No famoso caso da base de dados da AOL divulgada publicamente na internet em 2006, com 20 milhões de termos de pesquisa de usuários do seu motor de busca, houve uma pseudonimização na verdade, e não anonimização dos dados. Um exemplo, entretanto, de aplicação da criptografia na pseudonimização de dados pode ser encontrado no campo da pesquisa científica médica. A fim de se respeitar a privacidade de sujeitos da pesquisa e tratar dados com segurança e de modo útil à investigação científica, a cifragem de certos atributos originais para a de-identificação de informações sobre pacientes, é opção aventada para estudo de radiologia clínica. Apenas os pesquisadores responsáveis terão as correspondentes chaves criptográficas para acessar os dados originais (plaintext).

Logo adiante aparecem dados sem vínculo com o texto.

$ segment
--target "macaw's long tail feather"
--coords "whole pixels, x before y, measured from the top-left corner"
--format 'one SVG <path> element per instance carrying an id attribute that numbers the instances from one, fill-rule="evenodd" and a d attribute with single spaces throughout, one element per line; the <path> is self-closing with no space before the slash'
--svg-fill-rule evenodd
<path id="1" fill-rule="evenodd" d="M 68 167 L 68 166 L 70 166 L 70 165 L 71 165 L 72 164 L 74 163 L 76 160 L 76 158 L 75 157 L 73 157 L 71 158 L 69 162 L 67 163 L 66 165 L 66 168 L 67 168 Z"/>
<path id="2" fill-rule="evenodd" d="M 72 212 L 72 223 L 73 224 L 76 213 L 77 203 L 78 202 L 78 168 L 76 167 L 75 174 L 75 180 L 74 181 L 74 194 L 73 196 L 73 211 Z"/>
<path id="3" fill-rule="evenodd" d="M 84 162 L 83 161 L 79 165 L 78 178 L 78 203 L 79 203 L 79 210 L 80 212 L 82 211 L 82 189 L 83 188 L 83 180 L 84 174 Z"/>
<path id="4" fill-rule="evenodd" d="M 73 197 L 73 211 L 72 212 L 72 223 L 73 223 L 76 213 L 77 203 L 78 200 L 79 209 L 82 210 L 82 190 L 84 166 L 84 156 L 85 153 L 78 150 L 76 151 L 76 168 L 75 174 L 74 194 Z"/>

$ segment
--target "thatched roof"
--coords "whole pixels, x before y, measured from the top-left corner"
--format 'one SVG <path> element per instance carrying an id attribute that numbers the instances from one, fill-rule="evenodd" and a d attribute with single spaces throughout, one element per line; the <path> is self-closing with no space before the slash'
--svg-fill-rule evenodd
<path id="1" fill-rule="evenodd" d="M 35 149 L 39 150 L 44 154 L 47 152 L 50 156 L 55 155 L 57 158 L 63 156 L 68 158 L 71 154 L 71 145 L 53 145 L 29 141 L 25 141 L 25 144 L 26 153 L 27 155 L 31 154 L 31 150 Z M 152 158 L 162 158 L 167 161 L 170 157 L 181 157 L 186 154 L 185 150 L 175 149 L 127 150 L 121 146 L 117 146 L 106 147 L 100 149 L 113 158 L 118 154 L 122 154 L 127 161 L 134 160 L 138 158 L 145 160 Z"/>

Muito embora a lei brasileira (n. 13.709/2018) não disponha expressamente sobre técnicas criptográficas, e mencione a pseudonimização somente no contexto do tratamento de dados sensíveis para o fim de pesquisa na área da saúde (artigo 19, § 4º), ambas devem ser interpretadas e aplicadas como concretização do princípio da segurança, e adotadas em função dos riscos envolvidos pela atividade de tratamento de dados desenvolvida. A isso se deve somar, ainda, que as duas medidas são adequadas à realização do imperativo da privacidade desde a concepção (privacy by design), consagrado tanto no marco normativo europeu (artigo 25, 1) como na legislação brasileira (artigo 46, § 2º)

Considerações finais

Sem adequado nível de segurança informacional conformado por medidas pertinentes e eficazes, a proteção de dados pessoais na prática se torna inefetiva. E num contexto de crescente difusão das tecnologias digitais e avanço da Internet das Coisas, a necessidade de segurança e implementação de medidas adequadas aos riscos envolvidos no tratamento de informações pessoais é cada vez mais crítica – o caso SingHealth é sintomático.

Para a realização do direito à proteção de dados pessoais em todas suas dimensões,  e das liberdades fundamentais que nele confluem na sociedade da informação, a interpretação e aplicação da lei de proteção de dados pessoais – Lei n. 13.709/2018, para nós brasileiros – deve ser orientada à promoção da adoção de medidas de segurança, notadamente a cifragem de dados, e ao cuidado pelo cumprimento das obrigações dos agentes responsáveis pelo tratamento de informações. Importante salientar que para isso a presença e atuação de uma autoridade de proteção de dados com competências fiscalizatória e sancionadora é imprescindível. A necessidade desse tipo de autoridade no Brasil é já uma urgência.

As opiniões e perspectivas retratadas neste artigo pertencem a seus autores e não necessariamente refletem as políticas e posicionamentos oficiais do Instituto de Referência em Internet e Sociedade.